I have never used monolith to say with any certainty, but two things in your description are worth highlighting between the goals of WARC versus the umpteen bazillion "save this one page I'm looking at as a single file" type projects:
1. WARC is designed, as a goal, to archive the request-response handshake. It does not get into the business of trying to make it easy for a browser to subsequently display that content, since that's a browser's problem
2. Using your cited project specifically, observe the number of "well, save it but ..." options <https://github.com/Y2Z/monolith#options> which is in stark contrast to the archiving goals I just spoke about. It's not a good snapshot of history if the server responded with `content-type: text/html;charset=iso-8859-1` back in the 90s but "modern tools" want everything to be UTF-8 so we'll just convert it, shall we? Bah, I don't like JavaScript, so we'll just toss that out, shall we?
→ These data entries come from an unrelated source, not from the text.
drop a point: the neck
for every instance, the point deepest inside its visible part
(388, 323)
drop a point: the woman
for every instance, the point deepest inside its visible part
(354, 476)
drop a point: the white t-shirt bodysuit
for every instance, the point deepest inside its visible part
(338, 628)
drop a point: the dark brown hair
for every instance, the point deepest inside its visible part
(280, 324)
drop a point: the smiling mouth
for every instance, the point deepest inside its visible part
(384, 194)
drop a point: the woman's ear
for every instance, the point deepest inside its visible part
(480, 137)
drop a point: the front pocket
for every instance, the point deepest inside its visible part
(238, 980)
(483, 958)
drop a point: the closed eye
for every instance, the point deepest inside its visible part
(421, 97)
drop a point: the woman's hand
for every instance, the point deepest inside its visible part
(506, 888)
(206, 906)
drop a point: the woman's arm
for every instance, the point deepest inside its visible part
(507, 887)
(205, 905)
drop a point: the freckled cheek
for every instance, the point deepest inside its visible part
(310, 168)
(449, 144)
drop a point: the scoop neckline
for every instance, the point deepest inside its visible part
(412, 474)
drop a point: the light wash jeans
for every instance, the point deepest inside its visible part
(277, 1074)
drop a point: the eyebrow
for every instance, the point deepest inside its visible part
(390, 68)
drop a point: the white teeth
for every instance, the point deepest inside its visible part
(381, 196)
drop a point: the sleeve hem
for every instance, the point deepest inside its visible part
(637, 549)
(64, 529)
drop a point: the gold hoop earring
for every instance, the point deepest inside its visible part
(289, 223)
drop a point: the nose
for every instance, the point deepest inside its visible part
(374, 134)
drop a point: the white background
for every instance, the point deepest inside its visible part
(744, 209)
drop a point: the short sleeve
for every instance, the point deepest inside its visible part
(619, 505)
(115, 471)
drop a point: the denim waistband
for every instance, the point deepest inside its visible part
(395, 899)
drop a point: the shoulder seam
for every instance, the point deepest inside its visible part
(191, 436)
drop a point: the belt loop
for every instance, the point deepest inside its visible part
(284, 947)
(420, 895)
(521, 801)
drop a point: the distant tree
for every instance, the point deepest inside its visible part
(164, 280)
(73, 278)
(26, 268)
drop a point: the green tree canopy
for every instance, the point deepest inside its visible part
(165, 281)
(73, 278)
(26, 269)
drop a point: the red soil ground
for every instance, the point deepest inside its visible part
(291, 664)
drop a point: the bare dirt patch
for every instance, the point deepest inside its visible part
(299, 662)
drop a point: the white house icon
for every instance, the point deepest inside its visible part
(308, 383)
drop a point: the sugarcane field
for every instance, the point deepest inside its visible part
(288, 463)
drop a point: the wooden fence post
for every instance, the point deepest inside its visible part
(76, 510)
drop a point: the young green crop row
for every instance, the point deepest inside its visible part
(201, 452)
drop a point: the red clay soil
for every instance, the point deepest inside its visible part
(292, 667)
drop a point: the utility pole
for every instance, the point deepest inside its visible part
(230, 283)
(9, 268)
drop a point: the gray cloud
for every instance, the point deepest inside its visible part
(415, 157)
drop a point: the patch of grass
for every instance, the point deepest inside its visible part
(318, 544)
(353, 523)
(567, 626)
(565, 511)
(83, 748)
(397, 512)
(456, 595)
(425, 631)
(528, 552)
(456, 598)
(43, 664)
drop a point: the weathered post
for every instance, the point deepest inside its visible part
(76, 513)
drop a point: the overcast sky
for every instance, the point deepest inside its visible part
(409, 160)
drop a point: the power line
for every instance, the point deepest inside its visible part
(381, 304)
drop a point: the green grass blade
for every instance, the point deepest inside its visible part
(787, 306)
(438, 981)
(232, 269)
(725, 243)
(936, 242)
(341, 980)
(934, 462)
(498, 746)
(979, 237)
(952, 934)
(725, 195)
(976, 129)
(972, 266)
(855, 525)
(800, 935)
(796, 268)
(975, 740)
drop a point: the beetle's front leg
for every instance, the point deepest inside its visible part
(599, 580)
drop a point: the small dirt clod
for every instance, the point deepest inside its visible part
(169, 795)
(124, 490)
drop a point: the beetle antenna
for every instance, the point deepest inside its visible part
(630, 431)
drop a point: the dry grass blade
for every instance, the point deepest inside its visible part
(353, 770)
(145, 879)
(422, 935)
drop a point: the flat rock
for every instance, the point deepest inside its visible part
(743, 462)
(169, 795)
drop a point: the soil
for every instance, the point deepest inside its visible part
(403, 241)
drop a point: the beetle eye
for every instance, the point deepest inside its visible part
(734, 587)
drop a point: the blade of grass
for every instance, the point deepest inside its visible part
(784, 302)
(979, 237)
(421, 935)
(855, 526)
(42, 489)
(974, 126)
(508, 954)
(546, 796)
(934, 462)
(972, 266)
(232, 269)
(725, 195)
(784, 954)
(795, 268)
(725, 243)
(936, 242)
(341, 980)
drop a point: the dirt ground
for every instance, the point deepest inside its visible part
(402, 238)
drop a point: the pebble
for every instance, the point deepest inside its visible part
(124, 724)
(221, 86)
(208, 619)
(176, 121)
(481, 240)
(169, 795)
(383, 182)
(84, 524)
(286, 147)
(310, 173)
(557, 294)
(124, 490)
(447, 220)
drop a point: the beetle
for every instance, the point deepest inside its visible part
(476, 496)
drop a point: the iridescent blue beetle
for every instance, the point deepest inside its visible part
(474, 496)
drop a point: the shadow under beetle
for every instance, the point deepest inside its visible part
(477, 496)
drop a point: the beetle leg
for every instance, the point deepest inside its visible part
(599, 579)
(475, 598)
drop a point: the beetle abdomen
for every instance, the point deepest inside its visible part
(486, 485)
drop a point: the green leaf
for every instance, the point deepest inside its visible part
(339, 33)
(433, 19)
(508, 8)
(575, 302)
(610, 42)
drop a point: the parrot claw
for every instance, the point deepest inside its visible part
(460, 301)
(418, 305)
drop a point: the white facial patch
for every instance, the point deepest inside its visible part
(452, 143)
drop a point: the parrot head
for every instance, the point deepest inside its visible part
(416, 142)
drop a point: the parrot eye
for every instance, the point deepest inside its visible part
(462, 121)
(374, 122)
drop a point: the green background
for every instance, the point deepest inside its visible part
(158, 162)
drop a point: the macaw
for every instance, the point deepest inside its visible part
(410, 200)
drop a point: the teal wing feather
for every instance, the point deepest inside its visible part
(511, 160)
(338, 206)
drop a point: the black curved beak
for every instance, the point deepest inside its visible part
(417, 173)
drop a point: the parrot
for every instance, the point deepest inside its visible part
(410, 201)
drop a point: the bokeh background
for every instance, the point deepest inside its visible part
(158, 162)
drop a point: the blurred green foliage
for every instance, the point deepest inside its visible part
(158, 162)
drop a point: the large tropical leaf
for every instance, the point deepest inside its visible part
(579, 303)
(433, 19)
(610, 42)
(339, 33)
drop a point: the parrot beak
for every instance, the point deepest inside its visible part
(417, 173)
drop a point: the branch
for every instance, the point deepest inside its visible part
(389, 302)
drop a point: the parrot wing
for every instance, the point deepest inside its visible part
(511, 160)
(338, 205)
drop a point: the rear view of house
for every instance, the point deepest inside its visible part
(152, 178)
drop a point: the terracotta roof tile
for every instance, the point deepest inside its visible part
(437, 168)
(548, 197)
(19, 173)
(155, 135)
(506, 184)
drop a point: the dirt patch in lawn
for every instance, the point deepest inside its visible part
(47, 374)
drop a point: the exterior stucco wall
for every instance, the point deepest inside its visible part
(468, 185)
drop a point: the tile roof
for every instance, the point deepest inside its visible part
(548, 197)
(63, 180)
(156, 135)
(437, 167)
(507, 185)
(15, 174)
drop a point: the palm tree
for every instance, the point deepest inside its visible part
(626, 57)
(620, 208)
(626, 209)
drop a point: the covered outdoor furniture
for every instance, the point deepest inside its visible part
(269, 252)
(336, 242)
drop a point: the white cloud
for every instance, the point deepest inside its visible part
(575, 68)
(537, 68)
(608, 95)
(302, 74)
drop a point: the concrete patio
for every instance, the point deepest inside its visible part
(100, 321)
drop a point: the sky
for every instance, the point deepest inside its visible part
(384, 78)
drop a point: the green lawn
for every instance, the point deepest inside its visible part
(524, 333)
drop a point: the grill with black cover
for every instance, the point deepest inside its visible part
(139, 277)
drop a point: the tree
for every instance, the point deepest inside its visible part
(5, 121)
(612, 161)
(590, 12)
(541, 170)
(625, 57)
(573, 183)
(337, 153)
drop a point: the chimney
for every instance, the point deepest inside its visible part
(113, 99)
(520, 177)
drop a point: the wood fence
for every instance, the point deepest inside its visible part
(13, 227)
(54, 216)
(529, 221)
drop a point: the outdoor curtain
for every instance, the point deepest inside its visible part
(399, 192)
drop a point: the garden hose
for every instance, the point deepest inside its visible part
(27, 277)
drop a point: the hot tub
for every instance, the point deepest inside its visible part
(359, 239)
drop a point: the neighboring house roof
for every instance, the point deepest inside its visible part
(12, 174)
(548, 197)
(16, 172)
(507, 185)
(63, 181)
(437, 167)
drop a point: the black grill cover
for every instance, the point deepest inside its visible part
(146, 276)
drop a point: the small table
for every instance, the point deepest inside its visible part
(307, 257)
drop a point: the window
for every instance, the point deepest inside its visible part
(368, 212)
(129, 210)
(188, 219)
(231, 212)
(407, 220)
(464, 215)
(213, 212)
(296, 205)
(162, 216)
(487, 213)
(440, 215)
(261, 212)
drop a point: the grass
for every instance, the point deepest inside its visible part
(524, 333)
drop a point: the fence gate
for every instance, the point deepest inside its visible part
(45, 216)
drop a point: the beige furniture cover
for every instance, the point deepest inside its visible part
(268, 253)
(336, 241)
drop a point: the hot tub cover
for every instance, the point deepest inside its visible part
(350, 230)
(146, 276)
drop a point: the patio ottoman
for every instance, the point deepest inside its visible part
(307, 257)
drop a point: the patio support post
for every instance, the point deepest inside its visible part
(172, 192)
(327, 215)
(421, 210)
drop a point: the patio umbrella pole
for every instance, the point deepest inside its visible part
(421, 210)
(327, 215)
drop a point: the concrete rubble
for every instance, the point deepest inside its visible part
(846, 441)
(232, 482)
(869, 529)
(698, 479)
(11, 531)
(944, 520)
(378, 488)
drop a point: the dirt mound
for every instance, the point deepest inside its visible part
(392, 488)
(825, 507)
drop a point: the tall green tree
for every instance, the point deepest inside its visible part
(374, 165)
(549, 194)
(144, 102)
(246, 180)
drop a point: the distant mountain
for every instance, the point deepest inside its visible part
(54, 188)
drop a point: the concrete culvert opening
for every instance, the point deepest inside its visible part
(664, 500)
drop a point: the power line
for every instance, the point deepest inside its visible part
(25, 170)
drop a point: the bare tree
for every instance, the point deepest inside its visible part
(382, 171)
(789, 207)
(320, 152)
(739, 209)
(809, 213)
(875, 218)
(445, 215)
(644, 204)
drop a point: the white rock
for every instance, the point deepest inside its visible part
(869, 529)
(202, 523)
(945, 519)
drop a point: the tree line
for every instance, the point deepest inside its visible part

And so on
For 100% clarity: monolith, and similar, may work fantastic for any individual's workflow, and I'm not here to yuck anyone's yum; but I do want to highlight that all things being equal it should always be possible to derive monolith files from warc files because the warc files are (or at least have the goal of) perfect fidelity of what the exchange was. I would guess only pcap files would be of higher fidelity, but also a lot more extraneous or potentially privacy violating details
I wrote a library to handle these and the older ARC files to use with an archiving proxy that a friend and I built for the Internet Archive. https://github.com/internetarchive/warc. He wrote the WARC parts while I did the ARC one using this https://archive.org/web/researcher/ArcFileFormat.php
Good memories.
A bit of a late response, but yes I've been storing full text of every website I visit and it's excellent for finding stuff again.
The idea is to index pages as you visit them using a browser extension, thus avoiding all the pitfalls of being treated like a bot.